残業代請求に関する解決事例 10
残業代請求に関する解決事例 10
解決事例10
担当弁護士
谷 靖介
ご依頼者 S.Tさん
ご依頼者のS.Tさんは、あるグループのホテルでフロント職として働いていました。交替制のシフトにより勤務時間が固定されていましたが、シフトの人手不足や早出・残業に従事していました。ただ、本社からは各ホテルの管理者に対し、現場の社員が長時間労働にならないよう留意する旨の指示も出されていました。
ご依頼者の上司であるマネージャーは、本社に長時間労働の指摘を受けることをさけるため、S.Tさんの労働時間を勝手にカットしてしまい、実際の労働時間とは異なる勤務時間に時刻を修正していました。
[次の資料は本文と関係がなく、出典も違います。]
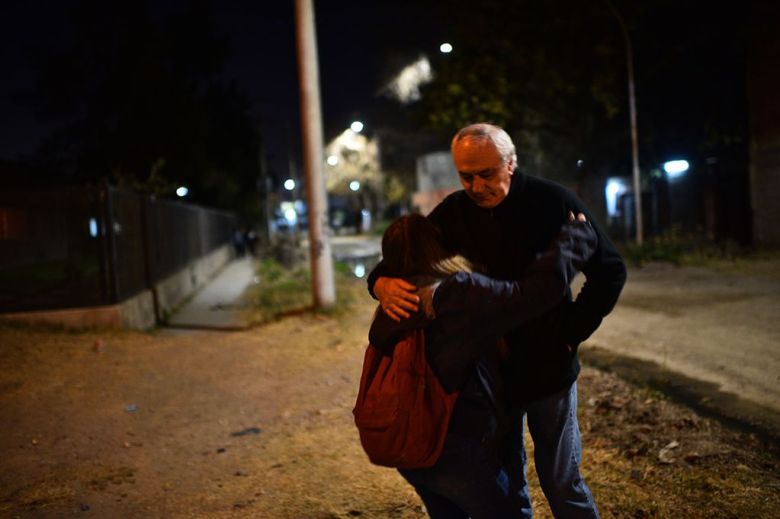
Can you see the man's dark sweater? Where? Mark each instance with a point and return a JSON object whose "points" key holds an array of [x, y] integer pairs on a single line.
{"points": [[502, 242]]}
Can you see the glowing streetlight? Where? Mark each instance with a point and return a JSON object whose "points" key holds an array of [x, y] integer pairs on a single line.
{"points": [[676, 168]]}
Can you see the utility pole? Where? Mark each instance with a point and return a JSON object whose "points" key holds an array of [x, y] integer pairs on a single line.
{"points": [[632, 116], [311, 125]]}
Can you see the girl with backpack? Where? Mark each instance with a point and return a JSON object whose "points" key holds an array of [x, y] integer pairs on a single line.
{"points": [[463, 316]]}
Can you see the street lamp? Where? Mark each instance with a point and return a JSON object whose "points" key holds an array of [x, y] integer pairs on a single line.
{"points": [[676, 168], [634, 138]]}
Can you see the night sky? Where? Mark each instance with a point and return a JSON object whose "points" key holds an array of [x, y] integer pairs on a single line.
{"points": [[262, 60]]}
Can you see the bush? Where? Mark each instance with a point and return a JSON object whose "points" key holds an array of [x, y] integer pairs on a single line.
{"points": [[680, 248]]}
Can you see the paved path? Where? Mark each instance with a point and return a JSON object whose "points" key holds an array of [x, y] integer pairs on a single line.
{"points": [[712, 335], [217, 304]]}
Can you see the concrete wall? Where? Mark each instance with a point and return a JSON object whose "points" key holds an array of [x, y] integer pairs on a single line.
{"points": [[138, 311]]}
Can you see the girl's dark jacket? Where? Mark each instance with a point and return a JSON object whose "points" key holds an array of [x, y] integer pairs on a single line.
{"points": [[465, 315], [503, 243]]}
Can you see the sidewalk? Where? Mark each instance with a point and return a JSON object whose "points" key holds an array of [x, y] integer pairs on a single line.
{"points": [[217, 304]]}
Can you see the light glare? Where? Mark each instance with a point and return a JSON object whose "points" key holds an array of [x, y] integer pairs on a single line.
{"points": [[676, 168]]}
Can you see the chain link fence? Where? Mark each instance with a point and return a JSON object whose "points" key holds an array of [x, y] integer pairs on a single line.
{"points": [[79, 247]]}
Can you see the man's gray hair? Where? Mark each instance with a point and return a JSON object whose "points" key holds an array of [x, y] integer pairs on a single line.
{"points": [[497, 135]]}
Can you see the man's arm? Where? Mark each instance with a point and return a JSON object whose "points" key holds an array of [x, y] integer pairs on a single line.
{"points": [[605, 275]]}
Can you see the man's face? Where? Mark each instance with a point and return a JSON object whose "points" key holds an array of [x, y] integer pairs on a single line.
{"points": [[484, 176]]}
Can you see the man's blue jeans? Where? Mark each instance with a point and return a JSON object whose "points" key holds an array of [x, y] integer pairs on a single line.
{"points": [[552, 422], [466, 481]]}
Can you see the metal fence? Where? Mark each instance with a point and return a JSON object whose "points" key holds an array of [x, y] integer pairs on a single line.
{"points": [[79, 247]]}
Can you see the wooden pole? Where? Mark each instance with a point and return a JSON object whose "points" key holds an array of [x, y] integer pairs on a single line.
{"points": [[311, 126]]}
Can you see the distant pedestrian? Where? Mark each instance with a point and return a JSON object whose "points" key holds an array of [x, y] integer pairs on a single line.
{"points": [[239, 243]]}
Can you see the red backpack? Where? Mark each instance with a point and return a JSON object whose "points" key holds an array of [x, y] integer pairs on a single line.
{"points": [[402, 413]]}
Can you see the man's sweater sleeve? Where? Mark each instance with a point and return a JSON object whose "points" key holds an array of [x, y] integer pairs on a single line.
{"points": [[605, 275]]}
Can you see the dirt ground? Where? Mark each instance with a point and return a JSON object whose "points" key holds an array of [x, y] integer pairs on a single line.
{"points": [[258, 424]]}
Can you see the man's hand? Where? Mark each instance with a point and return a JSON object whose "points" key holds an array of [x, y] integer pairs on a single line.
{"points": [[396, 297]]}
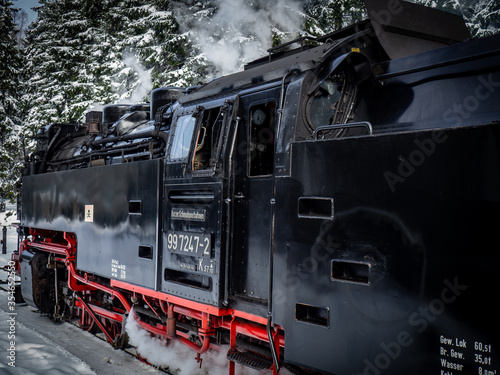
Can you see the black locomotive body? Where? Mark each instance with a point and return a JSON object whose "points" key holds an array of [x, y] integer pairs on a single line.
{"points": [[330, 209]]}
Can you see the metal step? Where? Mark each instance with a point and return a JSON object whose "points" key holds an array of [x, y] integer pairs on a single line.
{"points": [[249, 359]]}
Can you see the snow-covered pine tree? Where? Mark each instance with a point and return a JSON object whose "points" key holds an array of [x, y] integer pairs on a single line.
{"points": [[10, 63], [59, 84], [481, 16], [325, 16]]}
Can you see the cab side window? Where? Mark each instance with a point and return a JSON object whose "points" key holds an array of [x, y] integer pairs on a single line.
{"points": [[183, 136], [261, 146], [207, 142]]}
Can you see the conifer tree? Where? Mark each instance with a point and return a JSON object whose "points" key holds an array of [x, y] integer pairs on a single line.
{"points": [[10, 64]]}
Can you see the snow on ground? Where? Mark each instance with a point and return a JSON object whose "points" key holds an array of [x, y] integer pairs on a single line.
{"points": [[36, 345]]}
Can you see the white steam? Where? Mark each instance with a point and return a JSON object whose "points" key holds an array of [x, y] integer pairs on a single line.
{"points": [[178, 358], [133, 81], [235, 32]]}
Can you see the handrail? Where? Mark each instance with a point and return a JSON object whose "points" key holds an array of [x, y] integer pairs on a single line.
{"points": [[323, 128]]}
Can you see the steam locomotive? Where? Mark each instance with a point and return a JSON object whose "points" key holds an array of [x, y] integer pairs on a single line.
{"points": [[333, 208]]}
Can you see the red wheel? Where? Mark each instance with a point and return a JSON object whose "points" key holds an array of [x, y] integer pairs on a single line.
{"points": [[86, 322]]}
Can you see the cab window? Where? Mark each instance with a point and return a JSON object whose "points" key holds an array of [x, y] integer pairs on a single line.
{"points": [[261, 145], [208, 139], [183, 137]]}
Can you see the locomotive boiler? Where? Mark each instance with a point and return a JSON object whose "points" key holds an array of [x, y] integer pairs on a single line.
{"points": [[333, 208]]}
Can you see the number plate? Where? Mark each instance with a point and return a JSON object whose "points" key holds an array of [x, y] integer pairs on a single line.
{"points": [[196, 244]]}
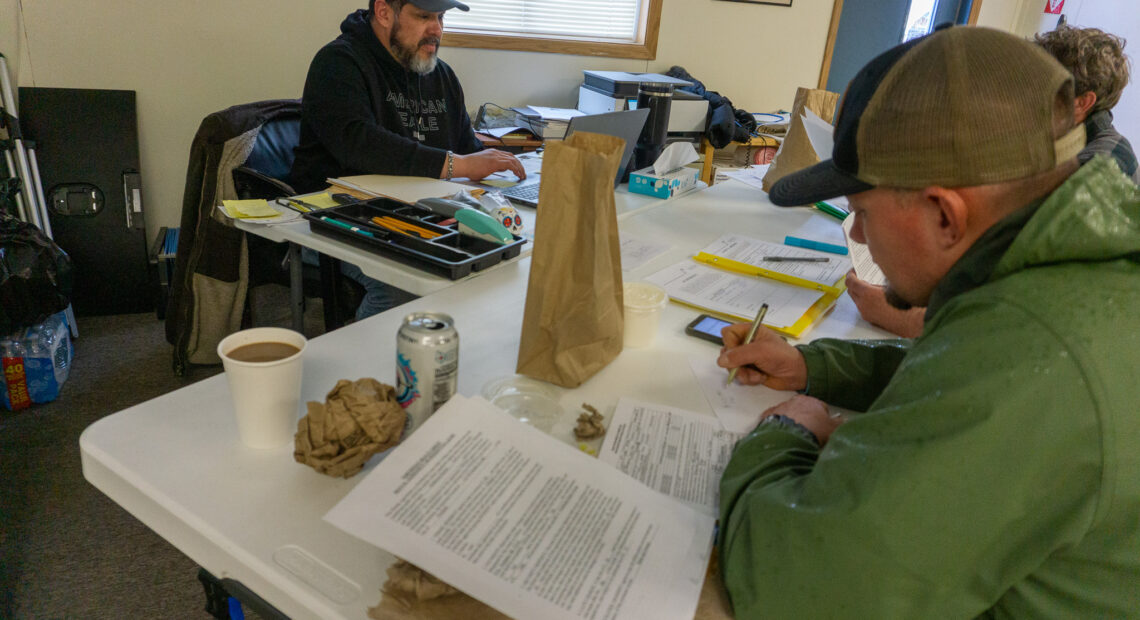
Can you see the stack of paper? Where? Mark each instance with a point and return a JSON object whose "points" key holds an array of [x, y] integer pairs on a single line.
{"points": [[407, 189], [547, 122], [528, 524]]}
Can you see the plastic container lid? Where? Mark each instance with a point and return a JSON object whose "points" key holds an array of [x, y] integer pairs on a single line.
{"points": [[530, 401], [643, 296]]}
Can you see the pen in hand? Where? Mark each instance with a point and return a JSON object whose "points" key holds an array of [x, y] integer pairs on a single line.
{"points": [[751, 334]]}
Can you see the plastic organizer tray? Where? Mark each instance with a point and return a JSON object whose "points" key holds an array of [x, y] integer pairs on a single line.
{"points": [[450, 254]]}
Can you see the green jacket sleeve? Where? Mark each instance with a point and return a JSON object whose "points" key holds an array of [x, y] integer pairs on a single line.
{"points": [[851, 374], [928, 505]]}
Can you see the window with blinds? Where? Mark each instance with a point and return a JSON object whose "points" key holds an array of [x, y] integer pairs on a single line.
{"points": [[608, 21], [619, 29]]}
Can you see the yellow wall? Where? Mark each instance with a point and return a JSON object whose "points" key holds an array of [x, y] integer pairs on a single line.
{"points": [[187, 59]]}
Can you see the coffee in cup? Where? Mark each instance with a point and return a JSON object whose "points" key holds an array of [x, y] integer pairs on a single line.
{"points": [[263, 370]]}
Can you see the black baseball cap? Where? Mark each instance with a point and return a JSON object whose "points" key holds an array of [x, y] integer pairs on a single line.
{"points": [[962, 106], [439, 6]]}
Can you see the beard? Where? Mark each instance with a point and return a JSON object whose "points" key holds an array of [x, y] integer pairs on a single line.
{"points": [[408, 57], [895, 300]]}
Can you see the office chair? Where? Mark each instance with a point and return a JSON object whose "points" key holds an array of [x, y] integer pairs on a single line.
{"points": [[263, 176]]}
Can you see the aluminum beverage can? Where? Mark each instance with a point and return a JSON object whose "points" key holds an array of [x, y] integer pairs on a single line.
{"points": [[426, 365]]}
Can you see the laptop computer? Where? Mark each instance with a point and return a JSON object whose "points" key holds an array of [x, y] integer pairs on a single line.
{"points": [[626, 124]]}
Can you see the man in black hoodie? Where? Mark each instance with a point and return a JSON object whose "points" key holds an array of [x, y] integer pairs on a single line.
{"points": [[377, 100]]}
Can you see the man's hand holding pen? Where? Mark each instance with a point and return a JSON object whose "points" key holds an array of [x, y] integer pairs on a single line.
{"points": [[767, 360], [770, 360]]}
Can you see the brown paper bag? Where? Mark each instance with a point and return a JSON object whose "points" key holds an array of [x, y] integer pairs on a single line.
{"points": [[796, 152], [572, 323]]}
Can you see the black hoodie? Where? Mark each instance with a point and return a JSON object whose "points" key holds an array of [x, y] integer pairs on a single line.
{"points": [[361, 108]]}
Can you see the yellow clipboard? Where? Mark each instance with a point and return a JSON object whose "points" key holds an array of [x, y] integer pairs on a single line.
{"points": [[808, 318], [746, 269]]}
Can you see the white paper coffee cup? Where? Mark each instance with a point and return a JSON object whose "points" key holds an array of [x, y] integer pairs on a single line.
{"points": [[266, 394], [643, 303]]}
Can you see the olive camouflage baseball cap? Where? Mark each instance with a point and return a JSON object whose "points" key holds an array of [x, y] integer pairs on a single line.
{"points": [[963, 106], [439, 6]]}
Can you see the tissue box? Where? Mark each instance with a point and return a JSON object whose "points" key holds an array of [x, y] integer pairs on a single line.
{"points": [[670, 184]]}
上司であるマネージャーがご依頼者の労働時間を勝手に変更しており、その期間は約8か月でした。当職が会社に対して労務管理体制に問題があったこと、元社員が問題であると考えていることを、ご依頼者に代わって本社担当者にしっかりと伝え、未払い残業代の適正な支払いを求めました。
会社側は現場管理者の不手際を認め、未払い分を支払う義務があることを認めました。その結果、交渉によって約40万円の支払いを受けました。
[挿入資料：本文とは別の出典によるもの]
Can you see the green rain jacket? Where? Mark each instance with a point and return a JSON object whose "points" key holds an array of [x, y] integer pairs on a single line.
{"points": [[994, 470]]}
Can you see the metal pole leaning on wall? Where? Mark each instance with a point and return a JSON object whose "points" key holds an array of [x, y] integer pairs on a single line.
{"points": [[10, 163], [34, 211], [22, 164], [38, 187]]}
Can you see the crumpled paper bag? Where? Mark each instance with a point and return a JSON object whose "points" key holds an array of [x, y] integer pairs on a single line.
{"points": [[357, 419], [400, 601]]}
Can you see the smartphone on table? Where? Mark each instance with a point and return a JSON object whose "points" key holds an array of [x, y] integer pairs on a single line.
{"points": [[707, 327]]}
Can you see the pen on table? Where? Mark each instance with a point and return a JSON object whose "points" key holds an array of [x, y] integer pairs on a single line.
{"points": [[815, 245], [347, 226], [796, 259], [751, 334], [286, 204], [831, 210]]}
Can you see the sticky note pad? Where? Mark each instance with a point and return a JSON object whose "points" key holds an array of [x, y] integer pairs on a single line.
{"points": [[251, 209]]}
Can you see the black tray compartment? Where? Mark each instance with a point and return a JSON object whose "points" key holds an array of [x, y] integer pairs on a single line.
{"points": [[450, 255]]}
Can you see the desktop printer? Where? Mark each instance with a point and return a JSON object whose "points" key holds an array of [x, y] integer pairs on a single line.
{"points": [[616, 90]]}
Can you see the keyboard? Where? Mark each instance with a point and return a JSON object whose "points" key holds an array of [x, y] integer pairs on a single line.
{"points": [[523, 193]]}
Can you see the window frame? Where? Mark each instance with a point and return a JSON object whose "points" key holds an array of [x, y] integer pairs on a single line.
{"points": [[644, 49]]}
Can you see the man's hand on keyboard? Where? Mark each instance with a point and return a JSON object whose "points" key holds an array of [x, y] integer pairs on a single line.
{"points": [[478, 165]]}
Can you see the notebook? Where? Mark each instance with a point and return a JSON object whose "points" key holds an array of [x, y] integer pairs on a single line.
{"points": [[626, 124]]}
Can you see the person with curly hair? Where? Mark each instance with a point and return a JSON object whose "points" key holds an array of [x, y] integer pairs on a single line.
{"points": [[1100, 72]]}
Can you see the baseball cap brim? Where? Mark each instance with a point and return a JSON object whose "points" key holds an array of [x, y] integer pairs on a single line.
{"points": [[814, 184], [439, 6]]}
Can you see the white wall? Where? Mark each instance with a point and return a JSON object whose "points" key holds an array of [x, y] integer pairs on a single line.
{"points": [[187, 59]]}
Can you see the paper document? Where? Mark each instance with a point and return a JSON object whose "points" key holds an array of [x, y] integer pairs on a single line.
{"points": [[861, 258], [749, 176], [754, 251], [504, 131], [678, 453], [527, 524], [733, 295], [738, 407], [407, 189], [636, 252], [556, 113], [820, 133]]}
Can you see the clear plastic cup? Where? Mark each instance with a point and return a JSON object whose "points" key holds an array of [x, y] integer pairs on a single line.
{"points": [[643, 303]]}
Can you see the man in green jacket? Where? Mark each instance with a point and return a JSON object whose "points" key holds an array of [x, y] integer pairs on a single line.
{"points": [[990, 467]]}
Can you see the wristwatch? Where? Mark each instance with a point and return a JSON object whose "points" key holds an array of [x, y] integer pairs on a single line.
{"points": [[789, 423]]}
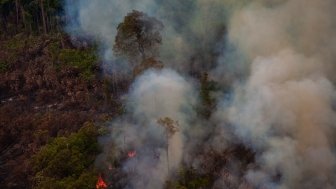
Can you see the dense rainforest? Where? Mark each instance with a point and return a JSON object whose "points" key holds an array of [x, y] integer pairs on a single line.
{"points": [[174, 94]]}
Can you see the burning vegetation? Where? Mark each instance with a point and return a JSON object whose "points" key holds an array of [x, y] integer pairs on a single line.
{"points": [[210, 94]]}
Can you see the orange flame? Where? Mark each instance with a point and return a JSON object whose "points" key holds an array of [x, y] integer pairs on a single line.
{"points": [[101, 183], [131, 154]]}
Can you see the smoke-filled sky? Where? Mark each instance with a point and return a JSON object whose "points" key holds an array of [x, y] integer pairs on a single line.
{"points": [[278, 58]]}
退職後、勤務時の管理者のタイムカード処理に納得ができず、本来会社が支払う未払い賃金の請求をしたいとの思いがきっかけで、ご依頼となりました。
ご依頼後、弁護士から会社の本部に対し、S.Tさんが勤務していた当時の出勤簿、勤怠データ、シフト表、給与規定等の資料の開示を求めたところ、会社側は自主的に資料を提出しました。出勤状況や労働時間の修正状況について、S.Tさんにて確認をし、未払い残業代の計算を進めました。
変形労働時間制、みなし時間外手当制が採用されていたため、S.Tさんの実際の未払い残業代を計算したところ、約40万円でした。会社労務担当者と約1か月の交渉を経て、ご依頼から約4か月で和解がまとまりました。
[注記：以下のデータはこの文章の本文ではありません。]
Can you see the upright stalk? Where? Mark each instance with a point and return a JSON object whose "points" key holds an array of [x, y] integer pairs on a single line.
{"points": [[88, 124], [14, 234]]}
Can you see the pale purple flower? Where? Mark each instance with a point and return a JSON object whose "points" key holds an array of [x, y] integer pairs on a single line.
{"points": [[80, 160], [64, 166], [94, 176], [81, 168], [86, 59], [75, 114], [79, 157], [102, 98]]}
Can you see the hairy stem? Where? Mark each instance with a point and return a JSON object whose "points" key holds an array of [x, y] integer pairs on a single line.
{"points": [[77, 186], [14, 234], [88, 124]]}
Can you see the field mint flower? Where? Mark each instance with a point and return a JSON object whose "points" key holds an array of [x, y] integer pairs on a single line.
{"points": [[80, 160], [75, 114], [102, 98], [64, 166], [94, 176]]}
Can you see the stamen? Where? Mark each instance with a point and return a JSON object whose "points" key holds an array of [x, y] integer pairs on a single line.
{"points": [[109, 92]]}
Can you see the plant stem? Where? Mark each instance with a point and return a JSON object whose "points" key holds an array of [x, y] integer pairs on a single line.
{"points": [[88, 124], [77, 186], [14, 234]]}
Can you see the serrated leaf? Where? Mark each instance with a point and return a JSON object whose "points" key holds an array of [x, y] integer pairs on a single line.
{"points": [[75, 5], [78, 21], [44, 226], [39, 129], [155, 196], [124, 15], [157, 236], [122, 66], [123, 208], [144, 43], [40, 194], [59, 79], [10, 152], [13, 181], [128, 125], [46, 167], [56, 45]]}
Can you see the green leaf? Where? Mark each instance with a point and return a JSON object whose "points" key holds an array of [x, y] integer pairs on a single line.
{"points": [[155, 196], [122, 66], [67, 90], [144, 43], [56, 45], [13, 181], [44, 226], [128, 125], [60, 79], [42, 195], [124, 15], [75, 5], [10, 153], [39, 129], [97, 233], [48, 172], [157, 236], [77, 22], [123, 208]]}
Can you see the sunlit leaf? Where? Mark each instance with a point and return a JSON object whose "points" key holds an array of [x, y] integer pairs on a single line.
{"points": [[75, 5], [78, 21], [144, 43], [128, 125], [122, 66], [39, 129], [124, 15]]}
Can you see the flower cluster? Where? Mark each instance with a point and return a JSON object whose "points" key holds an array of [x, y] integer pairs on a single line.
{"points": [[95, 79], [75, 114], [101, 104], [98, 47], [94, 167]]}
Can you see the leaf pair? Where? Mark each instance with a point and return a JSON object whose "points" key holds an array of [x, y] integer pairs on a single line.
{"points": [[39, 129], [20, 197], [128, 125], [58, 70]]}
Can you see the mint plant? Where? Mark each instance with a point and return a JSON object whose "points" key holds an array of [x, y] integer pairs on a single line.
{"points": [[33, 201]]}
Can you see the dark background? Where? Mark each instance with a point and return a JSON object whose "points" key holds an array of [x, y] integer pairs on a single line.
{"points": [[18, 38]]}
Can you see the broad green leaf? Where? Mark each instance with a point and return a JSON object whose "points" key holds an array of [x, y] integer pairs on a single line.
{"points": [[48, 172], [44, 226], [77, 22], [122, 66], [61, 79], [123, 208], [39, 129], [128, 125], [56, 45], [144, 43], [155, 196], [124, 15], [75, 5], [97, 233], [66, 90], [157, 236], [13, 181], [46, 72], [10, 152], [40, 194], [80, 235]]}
相手の会社は、従業員の数もかなり多く、また、労務管理体制はコンプライアンスに配慮をする体制を構築していました。そのため、会社の労務部署としては、ご依頼者の請求が訴訟になってしまう事態を避けたい様子が強く、交渉はかなりスムーズに進みました。
本社から長時間労働を減らすように指示を受けた現場の管理職が、部下の早出時間や残業時間を無断でカットするような事態は、他の事案でも時折見受けられます。
弁護士が介入することで、こうした違法な労務管理の実態を明らかにし、本来支払われるべきであった残業代がスムーズに支払われることとなりました。